During the night, a line of thunderstorms blew through North Alabama, and I found myself out in the rain about 9 o’clock trying to tarp the cab of the truck, to keep the insides from getting soaked. The manager at the desk graciously allowed me to pull the Model A around under the canopy in front of the lobby, only blocking half of the fire lane.
By the time we were ready to go, the sun was out and the weather was beautiful, We headed north out of Florence up Highway 20, and crossed the Tennessee state line. I had as one of my very loose goals to visit the rooster’s comb looking part of the state in the very northwest corner. I don’t know why, I just wanted to be able to look at any map of Alabama and instantly say “we’ve been there!” Kind of the same feeling as looking at Dauphin Island on a map. We traveled west for a few miles and turned back south to Waterloo. From there the road followed along the north shore of Pickwick Lake. The drive was very reminiscent of driving along Lake Garda in Italy.
There are apparently some strange animals in north Alabama, or a taxidermist with a real vivid imagination. Along with the usual bucks and wildcats there were a couple of unrecognizable heads that defied imagination – and photography!
A few miles on, we turned onto the Natchez Trace Parkway. This limited access, two lane road goes from Nashville, Tennessee to Natchez, Mississippi, and takes a diagonal path across Alabama. There was almost no traffic, and the old truck was purring like a sewing machine (well, maybe a sewing machine made out of tractor parts).
We stopped at a picnic area near a creek and toasted our 40th anniversary with sparkling lemon water gifted to us on our departure by Allison and Robert, our next door neighbors and very good friends.
When we were able to get off the Parkway, we were just over the state line into Mississippi, and the country roads were not marked at all (every one who lives around there knows where they are going!) We stopped at an intersection to try to decipher the lack of detail on the outskirts of our Alabama map, when a local drove up in a freshly painted 66 Mustang. We sat in the intersection and talked cars a while, then he pointed us in the right direction for Red Bay.

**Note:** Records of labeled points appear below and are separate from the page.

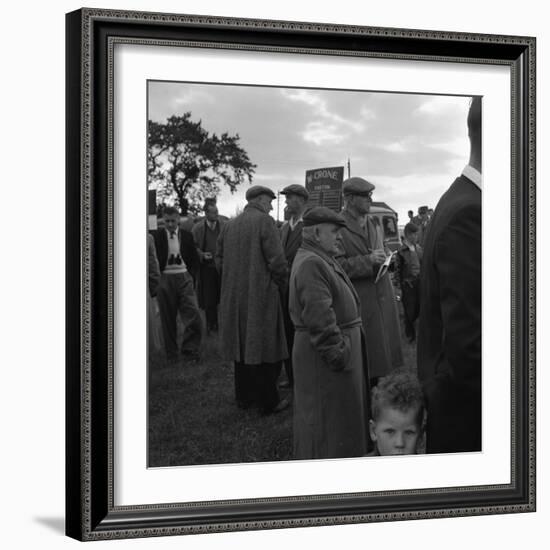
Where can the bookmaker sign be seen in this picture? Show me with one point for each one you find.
(325, 187)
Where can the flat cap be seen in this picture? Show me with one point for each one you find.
(322, 214)
(257, 190)
(295, 189)
(357, 186)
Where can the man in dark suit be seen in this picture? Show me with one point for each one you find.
(449, 336)
(291, 237)
(178, 261)
(205, 233)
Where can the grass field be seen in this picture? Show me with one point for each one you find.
(193, 417)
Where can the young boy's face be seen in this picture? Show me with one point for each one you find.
(396, 432)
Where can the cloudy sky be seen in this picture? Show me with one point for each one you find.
(410, 146)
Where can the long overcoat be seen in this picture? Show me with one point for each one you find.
(378, 306)
(253, 267)
(449, 328)
(330, 396)
(208, 281)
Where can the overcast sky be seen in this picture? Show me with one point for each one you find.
(410, 146)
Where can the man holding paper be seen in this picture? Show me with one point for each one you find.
(362, 258)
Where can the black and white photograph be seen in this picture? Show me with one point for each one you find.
(314, 273)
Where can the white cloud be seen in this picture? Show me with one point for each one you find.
(321, 134)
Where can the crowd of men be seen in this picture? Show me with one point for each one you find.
(309, 296)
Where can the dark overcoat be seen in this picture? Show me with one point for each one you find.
(378, 306)
(449, 332)
(330, 396)
(253, 268)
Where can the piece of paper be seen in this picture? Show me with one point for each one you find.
(384, 267)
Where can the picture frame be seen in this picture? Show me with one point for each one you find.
(91, 512)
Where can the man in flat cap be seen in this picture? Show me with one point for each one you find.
(253, 268)
(363, 254)
(291, 237)
(449, 329)
(330, 392)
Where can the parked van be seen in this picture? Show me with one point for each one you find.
(385, 219)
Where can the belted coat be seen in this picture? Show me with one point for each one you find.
(330, 394)
(253, 268)
(378, 306)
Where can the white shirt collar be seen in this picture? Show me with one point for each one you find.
(474, 175)
(292, 222)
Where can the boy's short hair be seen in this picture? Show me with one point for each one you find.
(171, 211)
(399, 390)
(411, 228)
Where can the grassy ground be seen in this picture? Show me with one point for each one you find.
(193, 417)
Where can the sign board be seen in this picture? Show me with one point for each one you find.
(324, 186)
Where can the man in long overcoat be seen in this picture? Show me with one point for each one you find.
(206, 233)
(178, 261)
(449, 331)
(363, 254)
(291, 238)
(330, 391)
(253, 270)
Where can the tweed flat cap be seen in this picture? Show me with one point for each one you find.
(295, 189)
(322, 214)
(357, 186)
(257, 190)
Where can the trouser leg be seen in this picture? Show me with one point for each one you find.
(167, 301)
(289, 333)
(211, 316)
(188, 308)
(266, 376)
(408, 299)
(244, 384)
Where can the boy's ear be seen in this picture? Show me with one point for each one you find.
(372, 428)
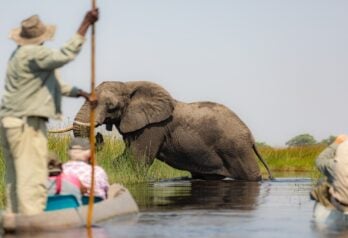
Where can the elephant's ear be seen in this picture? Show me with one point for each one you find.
(149, 103)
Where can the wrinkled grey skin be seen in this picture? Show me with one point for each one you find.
(204, 138)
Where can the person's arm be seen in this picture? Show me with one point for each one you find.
(49, 59)
(90, 18)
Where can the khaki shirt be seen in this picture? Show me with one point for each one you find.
(33, 87)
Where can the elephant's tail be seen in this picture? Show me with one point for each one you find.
(263, 162)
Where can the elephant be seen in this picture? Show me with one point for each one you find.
(205, 138)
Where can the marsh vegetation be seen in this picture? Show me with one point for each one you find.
(121, 168)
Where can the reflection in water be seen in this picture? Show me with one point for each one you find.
(193, 208)
(197, 194)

Several travel books had recommended Swamp Johns for their catfish. Located about four miles east of Red Bay in an old closed down service station, it was definitely intended for local trade only. No signs or advertising to lure in travelers, and everyone seemed to know everyone else. As usual, the arrival of the Model A broke the ice, and before long we were accepted as part of the extended family. The catfish was as described and well worth the detour off our route to sample.
We backtracked through Red Bay then turned south on Highway 19. There was a lot to see, beautiful rolling hills, well kept yards and neat little towns right out of the 1930s. We ended up in Fayette in a really nice bed and breakfast, the Rose House Inn. We came in and crashed for an hour before getting up and making a Wal-Mart run. Neither of us were hungry, having filled up on catfish.
Still no GPS to measure mileage, but we traced our route on the map – 194 miles, a full but fun day!